How is Complete Care At Mercerville Llc Staffed?

CMS rates COMPLETE CARE AT MERCERVILLE LLC's staffing level at 2 out of 5 stars, which is below average compared to other nursing homes.

What Have Inspectors Found at Complete Care At Mercerville Llc?

State health inspectors documented 21 deficiencies at COMPLETE CARE AT MERCERVILLE LLC during 2022 to 2025. These included: 19 with potential for harm and 2 minor or isolated issues.

Who Owns and Operates Complete Care At Mercerville Llc?

COMPLETE CARE AT MERCERVILLE LLC is owned by a for-profit company. For-profit facilities operate as businesses with obligations to shareholders or private owners. The facility is operated by COMPLETE CARE, a chain that manages multiple nursing homes. With 114 certified beds and approximately 103 residents (about 90% occupancy), it is a mid-sized facility located in HAMILTON TOWNSHIP, New Jersey.

How Does Complete Care At Mercerville Llc Compare to Other New Jersey Nursing Homes?

Compared to the 100 nursing homes in New Jersey, COMPLETE CARE AT MERCERVILLE LLC's overall rating (4 stars) is above the state average of 3.3 and health inspection rating (3 stars) is at the national benchmark.

What Should Families Ask When Visiting Complete Care At Mercerville Llc?

Based on this facility's data, families visiting should ask: "Can you walk me through typical staffing levels on day, evening, and night shifts?" "Can I visit during a mealtime to observe dining assistance and food quality?" "How do you handle medical emergencies, and what is your hospital transfer rate?" "Can I speak with family members of current residents about their experience?" These questions are particularly relevant given the below-average staffing rating.

Is Complete Care At Mercerville Llc Safe?

Based on CMS inspection data, COMPLETE CARE AT MERCERVILLE LLC has a clean safety record: no substantiated abuse findings (meaning no confirmed cases of resident harm), no Immediate Jeopardy citations (the most serious violation level indicating risk of serious injury or death), and is not on the Special Focus Facility watch list (a federal program monitoring the lowest-performing 1% of nursing homes).
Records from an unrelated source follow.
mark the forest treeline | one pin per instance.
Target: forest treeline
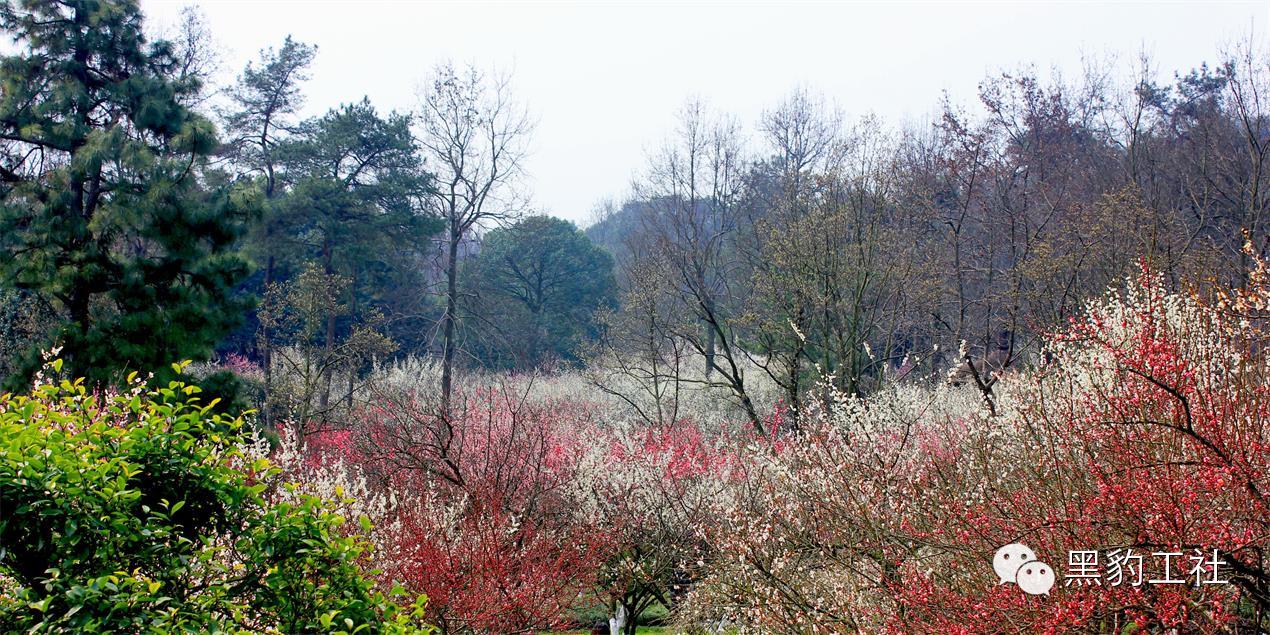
(149, 216)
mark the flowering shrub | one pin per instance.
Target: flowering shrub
(144, 512)
(1144, 432)
(475, 507)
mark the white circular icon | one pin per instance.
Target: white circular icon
(1007, 560)
(1035, 578)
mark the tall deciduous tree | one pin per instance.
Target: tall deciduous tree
(474, 139)
(107, 211)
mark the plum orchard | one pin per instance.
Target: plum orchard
(1142, 427)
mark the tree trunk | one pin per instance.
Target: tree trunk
(328, 267)
(266, 344)
(447, 358)
(617, 621)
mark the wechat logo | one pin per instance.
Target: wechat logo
(1017, 564)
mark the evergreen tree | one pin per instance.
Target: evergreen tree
(354, 205)
(540, 283)
(108, 211)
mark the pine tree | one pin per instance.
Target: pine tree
(107, 210)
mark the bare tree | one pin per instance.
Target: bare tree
(474, 139)
(687, 241)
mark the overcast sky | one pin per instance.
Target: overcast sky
(605, 80)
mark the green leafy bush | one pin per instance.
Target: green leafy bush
(149, 512)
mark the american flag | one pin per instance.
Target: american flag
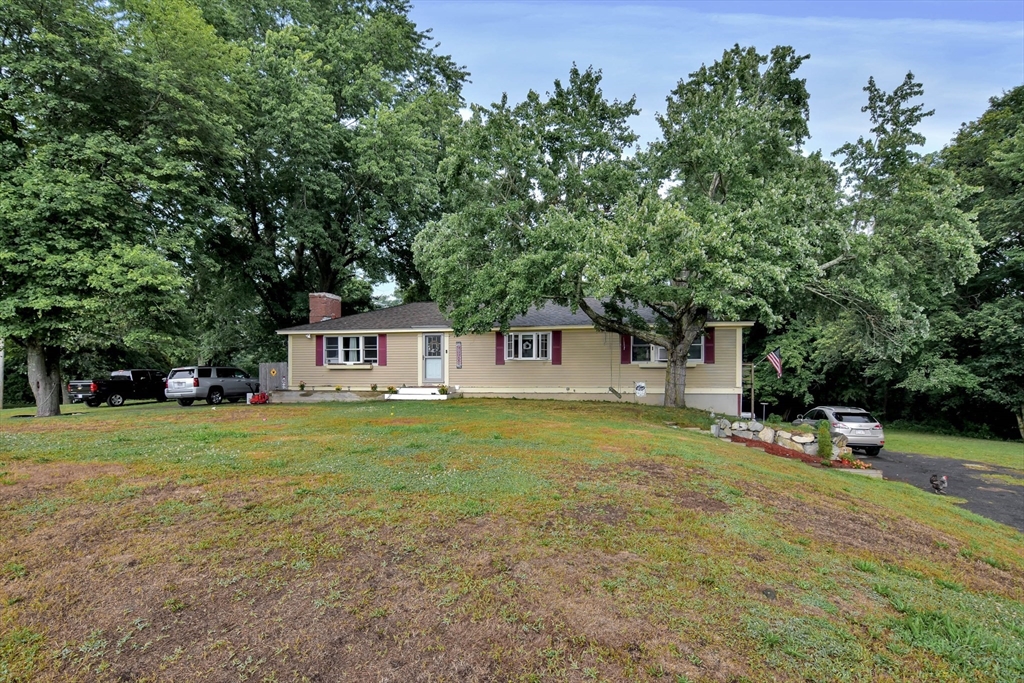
(775, 359)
The facility has a 4-star overall rating and ranks #1 of 100 nursing homes in New Jersey. While no facility is perfect, families should still ask about staff-to-resident ratios and recent inspection results during their visit.

Do Nurses at Complete Care At Mercerville Llc Stick Around?
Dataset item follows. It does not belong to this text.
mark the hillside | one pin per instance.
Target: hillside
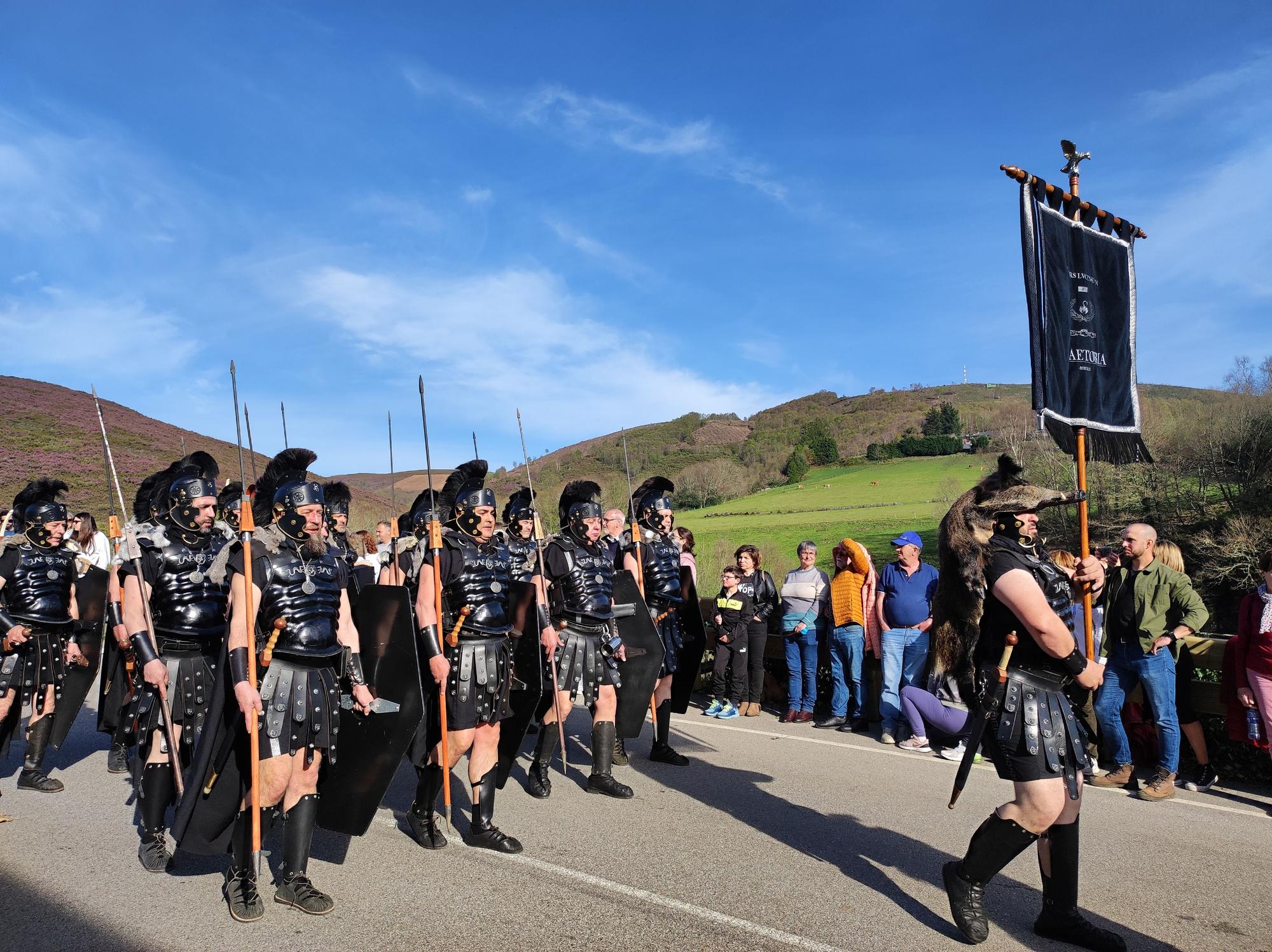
(50, 431)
COMPLETE CARE AT MERCERVILLE LLC has not reported staff turnover data to CMS. Staff turnover matters because consistent caregivers learn residents' individual needs, medications, and preferences. When staff frequently change, this institutional knowledge is lost. Families should ask the facility directly about their staff retention rates and average employee tenure.

Was Complete Care At Mercerville Llc Ever Fined?

COMPLETE CARE AT MERCERVILLE LLC has no federal fines on record. CMS issues fines when nursing homes fail to meet care standards or don't correct problems found during inspections. The absence of fines suggests the facility has either maintained compliance or corrected any issues before penalties were assessed. This is a positive indicator, though families should still review recent inspection reports for the full picture.

Is Complete Care At Mercerville Llc on Any Federal Watch List?

COMPLETE CARE AT MERCERVILLE LLC is not on any federal watch list. The most significant is the Special Focus Facility (SFF) program, which identifies the bottom 1% of nursing homes nationally based on persistent, serious quality problems. Not being on this list means the facility has avoided the pattern of deficiencies that triggers enhanced federal oversight. This is a positive indicator, though families should still review the facility's inspection history directly.